While breast cancer screening rates have remained steady for more than a decade, according to HEDIS measures, the provision in the Affordable Care Act (ACA) to require mammography screening benefits with no member out-of-pocket costs has the potential to increase utilization. More than 70% of HMO members and 66% of PPO members adhered to the recommendations of biennial screenings in 2013.
According to the study, the mammogram itself contributes 62% of the cost, and the remaining 38% is attributed to follow-on diagnostics.
Milliman, which conducted the analysis from private-payer claims data, found variation in diagnostic utilization. With an overall 2.4% rate of biopsy, there was also a 19% breast
cancer surgery rate after biopsy, which researchers say suggests an 81% false positive rate resulting from breast biopsy procedures.

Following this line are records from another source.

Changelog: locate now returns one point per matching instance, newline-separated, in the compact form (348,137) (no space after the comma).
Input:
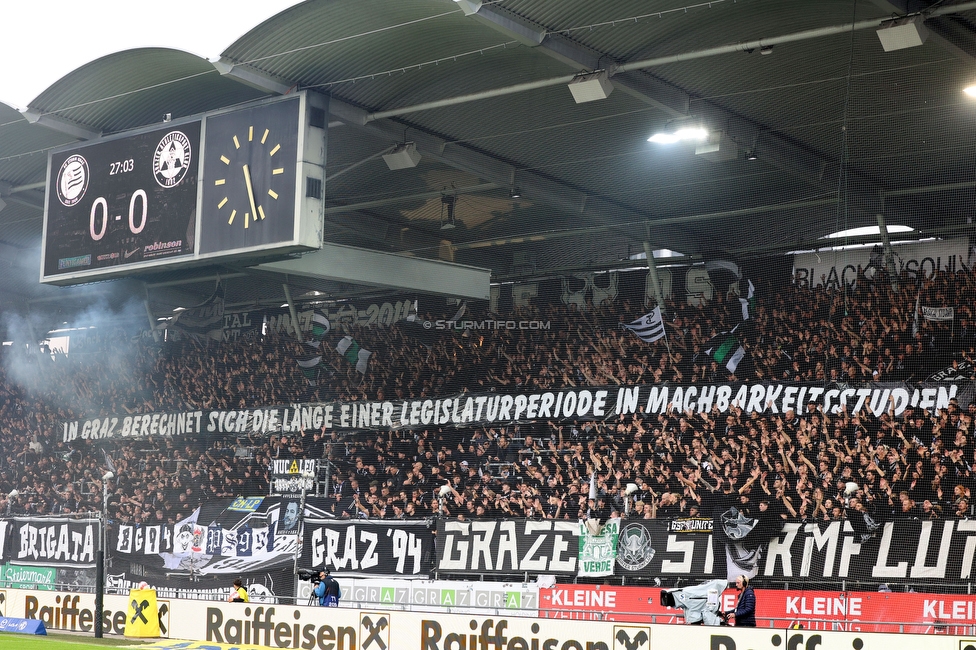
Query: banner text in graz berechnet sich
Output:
(490,409)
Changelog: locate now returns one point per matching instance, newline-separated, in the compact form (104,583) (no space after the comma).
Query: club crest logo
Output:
(73,180)
(631,638)
(634,550)
(172,159)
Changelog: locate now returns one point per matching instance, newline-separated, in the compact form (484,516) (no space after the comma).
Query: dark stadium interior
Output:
(828,133)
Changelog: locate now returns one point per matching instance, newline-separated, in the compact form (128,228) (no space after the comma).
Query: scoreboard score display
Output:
(179,194)
(123,201)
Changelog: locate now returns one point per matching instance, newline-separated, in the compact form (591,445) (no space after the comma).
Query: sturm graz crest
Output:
(73,180)
(634,550)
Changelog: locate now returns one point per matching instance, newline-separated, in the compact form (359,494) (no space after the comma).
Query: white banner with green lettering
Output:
(598,548)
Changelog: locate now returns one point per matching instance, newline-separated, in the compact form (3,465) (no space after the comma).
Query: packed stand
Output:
(796,465)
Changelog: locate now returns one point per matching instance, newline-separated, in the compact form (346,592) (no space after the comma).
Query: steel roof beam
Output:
(252,76)
(534,186)
(777,150)
(61,125)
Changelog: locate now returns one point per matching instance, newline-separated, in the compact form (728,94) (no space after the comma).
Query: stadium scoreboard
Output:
(245,182)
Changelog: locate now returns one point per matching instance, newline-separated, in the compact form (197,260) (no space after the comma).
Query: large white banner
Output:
(833,268)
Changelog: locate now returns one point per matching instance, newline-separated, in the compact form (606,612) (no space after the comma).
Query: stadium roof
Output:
(840,130)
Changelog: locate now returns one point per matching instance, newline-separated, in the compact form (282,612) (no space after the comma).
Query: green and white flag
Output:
(598,550)
(320,327)
(353,353)
(310,362)
(748,302)
(726,350)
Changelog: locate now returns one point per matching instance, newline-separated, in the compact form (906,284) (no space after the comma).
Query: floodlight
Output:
(903,33)
(591,86)
(680,131)
(403,156)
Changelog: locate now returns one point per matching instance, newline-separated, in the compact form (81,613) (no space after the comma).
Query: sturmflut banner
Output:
(898,550)
(492,409)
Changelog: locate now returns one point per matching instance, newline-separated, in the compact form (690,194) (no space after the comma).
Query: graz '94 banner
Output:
(362,547)
(490,409)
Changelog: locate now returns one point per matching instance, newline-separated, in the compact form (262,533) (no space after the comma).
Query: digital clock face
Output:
(249,170)
(123,201)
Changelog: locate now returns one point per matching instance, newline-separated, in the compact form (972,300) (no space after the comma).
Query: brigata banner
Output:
(903,549)
(362,547)
(49,541)
(472,409)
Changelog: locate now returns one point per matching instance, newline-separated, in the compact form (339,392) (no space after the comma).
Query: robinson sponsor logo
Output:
(162,248)
(74,262)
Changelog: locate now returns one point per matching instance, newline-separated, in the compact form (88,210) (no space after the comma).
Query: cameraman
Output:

Among the recommendations, Milliman advises plans should review their claims experience for follow-on diagnostics and biopsies.
Additionally, guidelines for breast cancer screening can change with new evidence, so plans should review coverage policies periodically to be consistent with best practices.
The report was commissioned by Gamma Medica, which manufactures a molecular breast imaging diagnostic tool.